# I accidentally broke their egg. Will they lay another one.



## Pigeonfan94 (Feb 15, 2010)

The pair of pigeons that I've been trying to get to breed for a long time FINALLY laid their first egg today. When the parents got off the nest to eat I picked the egg up to inspect it (very stupid, I know). Long story short, I broke the egg. I know they will be laying their 2nd egg soon, but will they lay a 3rd egg to replace the one I broke? So that there will be 2 eggs in the nest?


----------



## conditionfreak (Jan 11, 2008)

No. 

They will sit on and hatch the second egg, and raise you one big healthy baby. Then when that baby is about 20-25 days old, they will lay two eggs again. They will continue to feed the lone baby for awhile longer, while they are sitting on two new eggs.

Do not inspect the new eggs.

By the way. If you want your baby birds banded. You need to obtain bands now, and put them on when the baby is about 5 to 6 days old. Depends on the size of the baby, and what breed.


----------



## Ikon (Feb 11, 2013)

my pair of homer laid another set of eggs after 14 days only. prior to this eggs, only 1 hatched. luckily, they may feed the squab well since it's only 1.


----------



## CMH1211 (Mar 10, 2013)

First, your inspecting the egg to soon. You have to wait a week/5 days till you can be sure there is life in there. When you candle the egg there will be red veins running thru it.

Second, when you are a newbie at this I always suggezt to candle eggs at night right on the nest so u dnt have to worry about dropping the egg. Plus the birds are a lot more willing for u to look at the egg because they are less skittish when they cant see.

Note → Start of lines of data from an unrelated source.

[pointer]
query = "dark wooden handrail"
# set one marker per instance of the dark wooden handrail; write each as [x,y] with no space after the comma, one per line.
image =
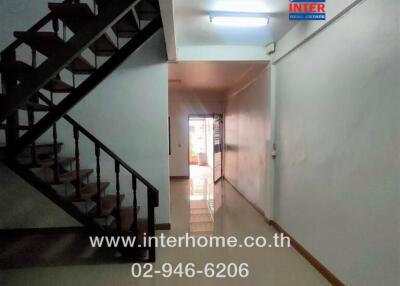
[103,147]
[40,24]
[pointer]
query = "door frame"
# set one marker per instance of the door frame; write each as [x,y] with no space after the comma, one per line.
[203,115]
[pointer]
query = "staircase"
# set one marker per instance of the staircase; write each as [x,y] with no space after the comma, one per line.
[72,50]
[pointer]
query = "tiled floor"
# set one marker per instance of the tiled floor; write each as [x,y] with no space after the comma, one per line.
[223,212]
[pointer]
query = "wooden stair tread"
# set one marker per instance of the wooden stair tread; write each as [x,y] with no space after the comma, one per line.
[37,107]
[147,10]
[61,161]
[90,190]
[48,43]
[108,205]
[20,70]
[71,176]
[127,219]
[75,16]
[19,127]
[127,27]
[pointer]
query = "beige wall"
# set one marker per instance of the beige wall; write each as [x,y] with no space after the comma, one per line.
[247,138]
[181,105]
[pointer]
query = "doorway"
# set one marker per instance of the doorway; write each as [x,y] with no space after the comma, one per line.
[205,146]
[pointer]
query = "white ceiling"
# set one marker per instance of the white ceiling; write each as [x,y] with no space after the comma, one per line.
[193,28]
[210,76]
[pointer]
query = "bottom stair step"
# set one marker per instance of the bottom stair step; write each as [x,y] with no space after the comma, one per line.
[127,219]
[108,205]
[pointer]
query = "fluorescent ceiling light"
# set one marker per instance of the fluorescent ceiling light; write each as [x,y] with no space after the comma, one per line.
[233,19]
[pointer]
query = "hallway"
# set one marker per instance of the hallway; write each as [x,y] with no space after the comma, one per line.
[272,266]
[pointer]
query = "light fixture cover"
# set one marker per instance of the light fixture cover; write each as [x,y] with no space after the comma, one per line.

Third, if they are a new pair, in my experience the second egg barely ever hatches befause the cock doesnt do his "job correctly lol. So after 5 days candle the egg to make sure you arent waiting for a squab that will never come.

Fourth, good luck and enjoy your birds.


----------



## spirit wings (Mar 29, 2008)

If I was waiting eggs and excited and new to this, I would of proabably picked it up too to look at it. you will eventually get over that as pigeons lay many eggs in their lifetime..so much so you will get sick of it at some point. don't fret there will me more in the next clutch , if this one hatches after the 19 days and lives she will probably lay more eggs when the youngster is about three weeks old and then the cock will be feeding and she will be laying again. fake eggs are a must if one does not seperate their pairs...every single egg does not need to be hatched, that is how things get too over crowded and a pair should only raise three rounds in a years time to keep healthy and not get run down.


----------